ルカの福音書12章32~40節
財産というのは人がこの世から去る時には何の役にも立ちません。イエス様はあらかじめ天国に蓄えておける「宝」があることを教えてくださいました。「小さな群れよ。恐れることはない。あなたがたの父は、喜んであなたがたに御国をお与えになるからです」(32)。「小さな群れ」とは教会、「御国」とは天国のことです。教会は弱く小さいけれど、神様は喜んで天国という財産を継がせてくださるのです。それはイエス様の十字架のおかげです。本来、私たち人間には罪があり、欲深い性質のために神様との関係は断絶していました。だから天国は喜びどころか恐怖の対象でした。しかしイエス様が私たちの代わりに十字架で罰を受けてくださったので、イエス様を信じる者はすでに天国に入っています。だから天国に入るための財産も必要ありません。天国には天国の財産があります。
「持ち物を売って、施しをしなさい」(33)。これは簡単なことではありませんが、イエス様が求めておられるのは財産の放棄ではなく、富への執着の放棄です。富への執着を捨てることで私たちは天に宝を積む者となり、人に与えることによって自分自身が与えられます。損得勘定から吹っ切れて自由になる。その上でイエス様について行くなら、人助けのためにお金を使うことも自由にできます。
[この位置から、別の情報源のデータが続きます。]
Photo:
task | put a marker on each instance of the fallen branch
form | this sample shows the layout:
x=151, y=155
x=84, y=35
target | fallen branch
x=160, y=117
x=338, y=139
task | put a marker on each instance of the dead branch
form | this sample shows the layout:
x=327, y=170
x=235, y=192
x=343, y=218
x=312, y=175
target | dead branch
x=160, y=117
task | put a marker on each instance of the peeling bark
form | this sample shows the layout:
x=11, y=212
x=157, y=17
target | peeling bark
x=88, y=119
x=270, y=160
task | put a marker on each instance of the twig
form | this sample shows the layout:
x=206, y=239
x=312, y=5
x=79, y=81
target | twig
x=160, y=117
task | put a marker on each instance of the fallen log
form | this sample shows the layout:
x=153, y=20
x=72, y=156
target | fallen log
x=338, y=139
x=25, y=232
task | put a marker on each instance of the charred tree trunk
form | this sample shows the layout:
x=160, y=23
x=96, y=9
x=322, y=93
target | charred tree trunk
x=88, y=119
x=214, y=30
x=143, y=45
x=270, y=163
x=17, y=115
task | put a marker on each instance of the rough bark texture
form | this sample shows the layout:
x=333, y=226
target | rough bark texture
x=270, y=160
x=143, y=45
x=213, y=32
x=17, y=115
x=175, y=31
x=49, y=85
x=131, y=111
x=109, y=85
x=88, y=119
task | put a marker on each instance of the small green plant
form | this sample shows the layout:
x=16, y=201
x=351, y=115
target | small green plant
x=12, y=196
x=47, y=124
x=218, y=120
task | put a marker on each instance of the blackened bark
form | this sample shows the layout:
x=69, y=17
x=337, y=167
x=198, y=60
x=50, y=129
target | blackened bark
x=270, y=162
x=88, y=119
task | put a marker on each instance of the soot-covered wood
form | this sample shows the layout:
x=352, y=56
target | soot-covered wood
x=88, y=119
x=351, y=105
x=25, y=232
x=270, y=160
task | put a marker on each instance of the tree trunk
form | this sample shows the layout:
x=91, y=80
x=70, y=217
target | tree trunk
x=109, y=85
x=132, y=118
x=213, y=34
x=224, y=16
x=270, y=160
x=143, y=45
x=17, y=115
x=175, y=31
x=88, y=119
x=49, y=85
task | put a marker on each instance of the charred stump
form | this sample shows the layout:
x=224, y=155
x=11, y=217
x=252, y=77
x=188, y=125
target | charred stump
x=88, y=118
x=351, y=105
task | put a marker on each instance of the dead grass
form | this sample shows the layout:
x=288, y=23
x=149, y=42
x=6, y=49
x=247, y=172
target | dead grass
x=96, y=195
私たちの宝のあるところに私たちの心もあります(34)。損得から自由になることが、豊かな天国ライフの準備、つまり「天活」の秘訣です。
「天活」のためのさらに優れた道、それは、イエス様の再臨(再び来られること)に常に備えるということです。主人が婚礼から帰ってくるのを待ち受けるしもべのように、いつでもイエス様を迎えられるように、目を覚まして待つのです。私たちがイエス様の帰りを心待ちにしていることを、イエス様はたまらなく喜ばれます。イエス様を待つとは、信仰生活を守り、兄弟愛を実践し、誘惑を避け、他の人に優しく、いつくしみ深くあることです。怒っているのを見るのはうれしいことではありません。怒りはなるべく早く鎮めましょう。このようにしてイエス様を待つことが、最高の天活です。まるで「どろぼう」が突然来るように、イエス様は思いがけない時に来られます。だから私たちも信仰の火を燃やし続け、いつイエス様が来られても良いように備えましょう。これこそ天国ライフへの準備であり、最高の天活なのです。